Subject: Re: off-topic: maximizing compute/$ in a compute cluster
To: Chris Jones <cjones@honors.montana.edu>
From: Colin Wood <cwood@ichips.intel.com>
List: current-users
Date: 08/14/1998 16:13:05
Chris Jones wrote:
> Sorry if this is off-topic, but I was hoping I could draw on the combined
> knowledge of people here.
> 
> Some of the people I'm working for are putting together a distributed
> computing cluster.  As the manager of said cluster, I get to have a say in
> what they buy.  Lots of details are getting sorted out, but one question
> (in various forms) keeps cropping up:  How can we get the most computing
> power per dollar?
> 
> We're primarily interested in floating point, so one suggestion has been a
> bunch of MMX i386's.  But as far as I know, there's no compiler that
> outputs MMX instructions for unix. 

MMX instructions are SIMD (packed) integer instructions, not floating
point.  In fact, FP instructions and MMX instructions cannot be run at the
same time (and switching between the 2 incurs a rather noticeable
penalty).

> I've also looked at the G3 powermacs,
> which are supposed to be fast, but I'm not convinced NetBSD/macppc is
> stable enough yet.

G3 FP performance is not really all that good, perhaps slightly better
than a high-end Pentium II processor.  A fast 604e-based machine has
better FP, I think.

> Other contenders include alpha and Sun boxes, running
> NetBSD or a "native" OS.

I think the SPARC has decent floating point, but the Alphas are certainly
the top as far as things like SPECfp marks go (especially if you get one
of the cryogenically cooled 600+MHz ones)
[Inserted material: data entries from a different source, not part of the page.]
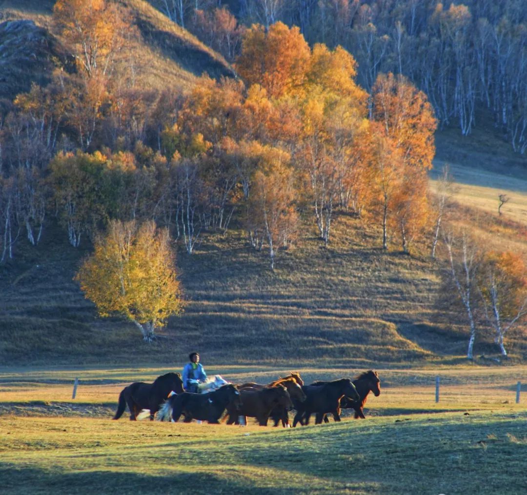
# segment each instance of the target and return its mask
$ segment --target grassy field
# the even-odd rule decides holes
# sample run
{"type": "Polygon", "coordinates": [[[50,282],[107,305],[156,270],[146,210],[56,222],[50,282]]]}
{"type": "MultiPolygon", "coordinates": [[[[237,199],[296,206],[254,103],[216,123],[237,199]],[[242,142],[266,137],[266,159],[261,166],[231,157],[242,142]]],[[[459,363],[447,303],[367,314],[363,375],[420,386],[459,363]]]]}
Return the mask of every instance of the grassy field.
{"type": "MultiPolygon", "coordinates": [[[[3,493],[524,492],[527,390],[520,404],[515,398],[527,367],[379,370],[381,394],[369,398],[366,419],[340,423],[283,429],[110,420],[122,386],[164,371],[1,370],[3,493]],[[75,400],[74,374],[82,378],[75,400]]],[[[309,381],[356,371],[301,374],[309,381]]],[[[286,372],[211,371],[261,381],[286,372]]]]}

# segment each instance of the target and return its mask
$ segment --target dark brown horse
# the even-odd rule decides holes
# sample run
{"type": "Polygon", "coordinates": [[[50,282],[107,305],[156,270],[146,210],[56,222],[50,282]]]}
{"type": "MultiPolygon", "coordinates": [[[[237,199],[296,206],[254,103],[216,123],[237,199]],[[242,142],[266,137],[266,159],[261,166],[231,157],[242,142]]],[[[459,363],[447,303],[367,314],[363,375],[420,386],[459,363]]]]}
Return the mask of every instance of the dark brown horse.
{"type": "MultiPolygon", "coordinates": [[[[324,382],[315,382],[316,384],[322,384],[324,382]]],[[[340,407],[343,409],[355,409],[355,418],[358,419],[359,418],[364,419],[366,417],[363,409],[364,404],[366,404],[366,399],[370,392],[373,392],[373,394],[376,397],[378,397],[380,395],[380,380],[379,379],[379,375],[376,371],[373,370],[368,370],[364,373],[360,373],[354,380],[353,384],[355,385],[357,392],[360,397],[360,400],[354,401],[350,400],[348,397],[343,397],[340,399],[340,407]]],[[[321,422],[321,414],[317,413],[316,421],[321,422]]],[[[324,420],[328,422],[327,417],[324,415],[324,420]]]]}
{"type": "Polygon", "coordinates": [[[267,426],[271,411],[275,409],[290,409],[293,405],[287,389],[283,385],[260,389],[250,387],[241,389],[240,393],[241,407],[239,411],[227,408],[228,424],[239,424],[239,416],[249,416],[256,418],[260,426],[267,426]]]}
{"type": "Polygon", "coordinates": [[[232,383],[229,383],[209,393],[184,392],[172,395],[162,408],[163,417],[161,419],[171,415],[172,419],[177,421],[182,414],[185,423],[197,419],[217,424],[226,409],[236,411],[241,405],[239,391],[232,383]]]}
{"type": "Polygon", "coordinates": [[[331,412],[336,421],[340,421],[340,398],[346,396],[358,400],[360,399],[355,385],[349,378],[341,378],[328,382],[324,385],[307,385],[302,387],[307,398],[303,402],[294,403],[297,413],[293,420],[293,427],[297,423],[307,424],[309,417],[314,413],[331,412]],[[305,422],[302,419],[305,418],[305,422]]]}
{"type": "MultiPolygon", "coordinates": [[[[242,384],[239,386],[239,388],[240,390],[255,392],[257,390],[261,390],[264,389],[271,388],[281,385],[285,387],[287,390],[291,401],[303,402],[306,400],[306,394],[302,390],[302,387],[298,384],[299,379],[302,383],[304,383],[299,375],[297,374],[296,376],[294,377],[292,374],[285,378],[279,378],[278,380],[275,380],[267,385],[249,382],[242,384]]],[[[274,426],[278,426],[278,423],[280,421],[282,422],[282,426],[284,428],[289,428],[290,426],[289,409],[286,408],[275,408],[271,411],[269,417],[272,418],[275,422],[274,426]]]]}
{"type": "Polygon", "coordinates": [[[183,381],[179,373],[167,373],[158,377],[153,383],[135,382],[124,387],[119,394],[119,404],[113,419],[119,419],[128,405],[130,419],[135,421],[142,409],[150,409],[150,421],[168,394],[183,392],[183,381]]]}

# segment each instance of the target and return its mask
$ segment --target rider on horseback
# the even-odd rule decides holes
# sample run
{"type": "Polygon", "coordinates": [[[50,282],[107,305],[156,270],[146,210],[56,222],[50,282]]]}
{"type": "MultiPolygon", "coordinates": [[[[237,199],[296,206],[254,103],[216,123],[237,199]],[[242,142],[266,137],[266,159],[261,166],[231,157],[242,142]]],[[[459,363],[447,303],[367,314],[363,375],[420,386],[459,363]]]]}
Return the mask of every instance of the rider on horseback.
{"type": "Polygon", "coordinates": [[[186,392],[197,393],[199,391],[198,384],[207,381],[207,374],[199,363],[199,354],[197,352],[191,352],[189,359],[190,362],[183,369],[183,387],[186,392]]]}

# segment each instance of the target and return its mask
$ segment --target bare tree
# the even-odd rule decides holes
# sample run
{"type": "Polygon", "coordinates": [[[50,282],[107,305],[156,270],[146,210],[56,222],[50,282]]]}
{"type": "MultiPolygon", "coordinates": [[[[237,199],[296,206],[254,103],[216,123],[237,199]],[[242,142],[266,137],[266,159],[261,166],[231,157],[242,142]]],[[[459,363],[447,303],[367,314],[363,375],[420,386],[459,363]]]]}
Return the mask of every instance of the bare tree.
{"type": "Polygon", "coordinates": [[[476,337],[474,292],[477,289],[476,278],[480,268],[480,254],[477,246],[465,234],[460,239],[452,231],[444,232],[443,241],[448,252],[448,273],[457,290],[470,328],[466,357],[473,359],[476,337]]]}
{"type": "Polygon", "coordinates": [[[501,194],[499,195],[500,205],[497,207],[497,212],[501,215],[501,207],[509,201],[509,197],[506,194],[501,194]]]}
{"type": "Polygon", "coordinates": [[[441,222],[443,221],[445,210],[448,200],[452,196],[454,192],[454,187],[452,182],[452,176],[450,174],[450,167],[447,163],[443,166],[441,176],[437,181],[437,192],[434,201],[436,219],[431,253],[433,259],[435,258],[435,250],[437,245],[439,233],[441,229],[441,222]]]}

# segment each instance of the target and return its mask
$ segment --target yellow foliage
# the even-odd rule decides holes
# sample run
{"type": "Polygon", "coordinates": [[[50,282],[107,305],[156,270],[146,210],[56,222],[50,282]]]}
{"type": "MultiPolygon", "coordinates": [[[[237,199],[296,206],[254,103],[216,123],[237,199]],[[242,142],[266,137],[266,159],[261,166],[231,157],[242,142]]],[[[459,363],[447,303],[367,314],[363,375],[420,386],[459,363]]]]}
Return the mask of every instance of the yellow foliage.
{"type": "Polygon", "coordinates": [[[118,313],[153,328],[183,309],[168,232],[153,221],[111,222],[75,279],[103,316],[118,313]]]}

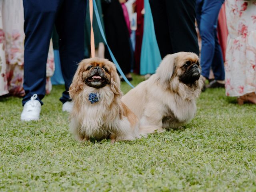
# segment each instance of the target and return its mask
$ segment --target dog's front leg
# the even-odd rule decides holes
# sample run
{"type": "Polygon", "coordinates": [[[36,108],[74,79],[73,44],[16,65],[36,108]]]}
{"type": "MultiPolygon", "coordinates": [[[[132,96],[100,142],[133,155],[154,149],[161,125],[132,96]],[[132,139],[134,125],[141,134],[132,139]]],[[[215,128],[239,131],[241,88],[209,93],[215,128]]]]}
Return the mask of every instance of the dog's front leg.
{"type": "Polygon", "coordinates": [[[164,131],[162,128],[163,116],[161,111],[158,109],[158,106],[152,104],[149,104],[145,108],[140,120],[140,134],[146,135],[156,131],[158,132],[164,131]]]}

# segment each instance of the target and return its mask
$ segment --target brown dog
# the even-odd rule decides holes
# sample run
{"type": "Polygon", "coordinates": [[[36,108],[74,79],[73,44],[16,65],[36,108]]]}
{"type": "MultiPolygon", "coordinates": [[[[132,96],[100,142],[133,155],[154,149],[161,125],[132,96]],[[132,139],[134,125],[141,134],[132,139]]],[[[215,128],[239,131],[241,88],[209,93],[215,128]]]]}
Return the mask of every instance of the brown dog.
{"type": "Polygon", "coordinates": [[[155,74],[123,97],[140,120],[140,134],[176,128],[194,118],[203,86],[198,60],[192,53],[168,55],[155,74]]]}
{"type": "Polygon", "coordinates": [[[69,89],[74,103],[70,130],[80,141],[111,141],[138,136],[138,119],[121,101],[120,80],[114,63],[105,59],[83,60],[69,89]]]}

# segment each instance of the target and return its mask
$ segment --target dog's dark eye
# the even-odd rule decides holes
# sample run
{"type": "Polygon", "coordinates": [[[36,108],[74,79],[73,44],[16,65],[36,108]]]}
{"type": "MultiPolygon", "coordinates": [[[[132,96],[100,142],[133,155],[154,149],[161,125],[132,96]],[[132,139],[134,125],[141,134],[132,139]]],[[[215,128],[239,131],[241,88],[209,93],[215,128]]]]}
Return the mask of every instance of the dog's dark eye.
{"type": "Polygon", "coordinates": [[[190,65],[190,62],[189,61],[187,61],[186,63],[185,63],[185,64],[183,65],[183,66],[186,68],[188,67],[188,66],[190,65]]]}
{"type": "Polygon", "coordinates": [[[105,71],[106,71],[106,72],[108,72],[108,69],[107,69],[106,67],[102,67],[102,69],[103,69],[104,70],[105,70],[105,71]]]}
{"type": "Polygon", "coordinates": [[[92,66],[91,65],[90,65],[89,66],[88,66],[87,68],[87,69],[86,69],[86,70],[89,70],[91,68],[92,68],[92,66]]]}

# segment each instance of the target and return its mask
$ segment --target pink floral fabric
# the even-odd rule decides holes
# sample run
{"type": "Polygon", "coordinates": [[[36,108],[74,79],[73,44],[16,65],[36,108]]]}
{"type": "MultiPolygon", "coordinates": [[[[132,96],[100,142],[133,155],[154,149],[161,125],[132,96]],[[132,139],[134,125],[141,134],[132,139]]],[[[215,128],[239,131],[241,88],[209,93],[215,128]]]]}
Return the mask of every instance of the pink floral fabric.
{"type": "Polygon", "coordinates": [[[226,0],[226,93],[256,91],[256,0],[226,0]]]}
{"type": "MultiPolygon", "coordinates": [[[[22,0],[0,0],[0,96],[22,96],[24,63],[24,16],[22,0]]],[[[46,94],[54,70],[51,41],[46,67],[46,94]]]]}

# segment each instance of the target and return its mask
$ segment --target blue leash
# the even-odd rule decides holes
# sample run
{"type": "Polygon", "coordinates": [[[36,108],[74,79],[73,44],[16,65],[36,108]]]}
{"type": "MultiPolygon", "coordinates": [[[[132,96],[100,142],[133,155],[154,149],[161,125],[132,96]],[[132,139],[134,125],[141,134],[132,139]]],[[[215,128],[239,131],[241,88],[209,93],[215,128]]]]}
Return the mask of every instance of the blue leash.
{"type": "Polygon", "coordinates": [[[105,44],[107,45],[107,47],[108,47],[108,51],[109,52],[109,53],[110,54],[110,56],[111,58],[112,58],[112,60],[113,60],[113,62],[116,64],[116,69],[117,69],[119,73],[121,74],[123,78],[125,81],[125,82],[127,83],[127,84],[130,85],[132,88],[134,88],[134,87],[130,82],[128,80],[126,77],[125,76],[124,74],[121,69],[121,68],[119,65],[118,65],[116,58],[114,56],[113,54],[113,53],[111,51],[110,48],[108,46],[108,43],[107,43],[107,41],[106,40],[106,37],[105,36],[105,34],[104,34],[104,32],[103,32],[103,28],[102,28],[102,25],[101,24],[101,22],[100,22],[100,16],[99,14],[99,12],[98,10],[98,7],[97,7],[97,4],[96,4],[96,2],[95,0],[93,0],[93,8],[94,10],[94,12],[95,13],[95,16],[96,16],[96,20],[97,20],[97,22],[98,23],[98,24],[99,26],[99,28],[100,28],[100,33],[101,34],[101,35],[102,36],[102,38],[103,38],[103,40],[104,40],[104,42],[105,44]]]}

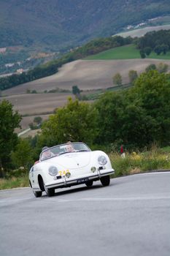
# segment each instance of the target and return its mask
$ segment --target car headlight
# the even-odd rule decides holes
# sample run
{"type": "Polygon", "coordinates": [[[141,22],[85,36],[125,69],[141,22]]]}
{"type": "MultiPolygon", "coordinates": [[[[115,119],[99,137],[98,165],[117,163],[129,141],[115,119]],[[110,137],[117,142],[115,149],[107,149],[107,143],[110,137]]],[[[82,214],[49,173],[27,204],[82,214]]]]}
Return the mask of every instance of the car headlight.
{"type": "Polygon", "coordinates": [[[98,157],[98,162],[101,165],[104,165],[107,163],[107,157],[104,156],[100,156],[98,157]]]}
{"type": "Polygon", "coordinates": [[[58,169],[55,166],[50,166],[48,169],[48,173],[52,176],[55,176],[58,174],[58,169]]]}

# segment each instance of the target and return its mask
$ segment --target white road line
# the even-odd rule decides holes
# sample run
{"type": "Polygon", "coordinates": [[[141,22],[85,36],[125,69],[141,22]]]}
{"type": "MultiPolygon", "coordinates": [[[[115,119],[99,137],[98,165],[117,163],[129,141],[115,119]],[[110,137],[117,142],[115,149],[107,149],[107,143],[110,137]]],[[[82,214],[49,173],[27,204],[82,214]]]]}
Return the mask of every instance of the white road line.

> Specifics of the machines above, I can get on my own; I'm just wondering
> if there's anything else that I'm missing.  (You know, that 800 GFLOP
> processor that costs 20 bucks.  :)

I don't know of anything that has really good FP performance other than
IBM's POWER3 parts, and I seriously doubt they're all that cheap.

Later.

-- 
Colin Wood                                 cwood@ichips.intel.com
Component Design Engineer - PMD                 Intel Corporation
-----------------------------------------------------------------
I speak only on my own behalf, not for my employer.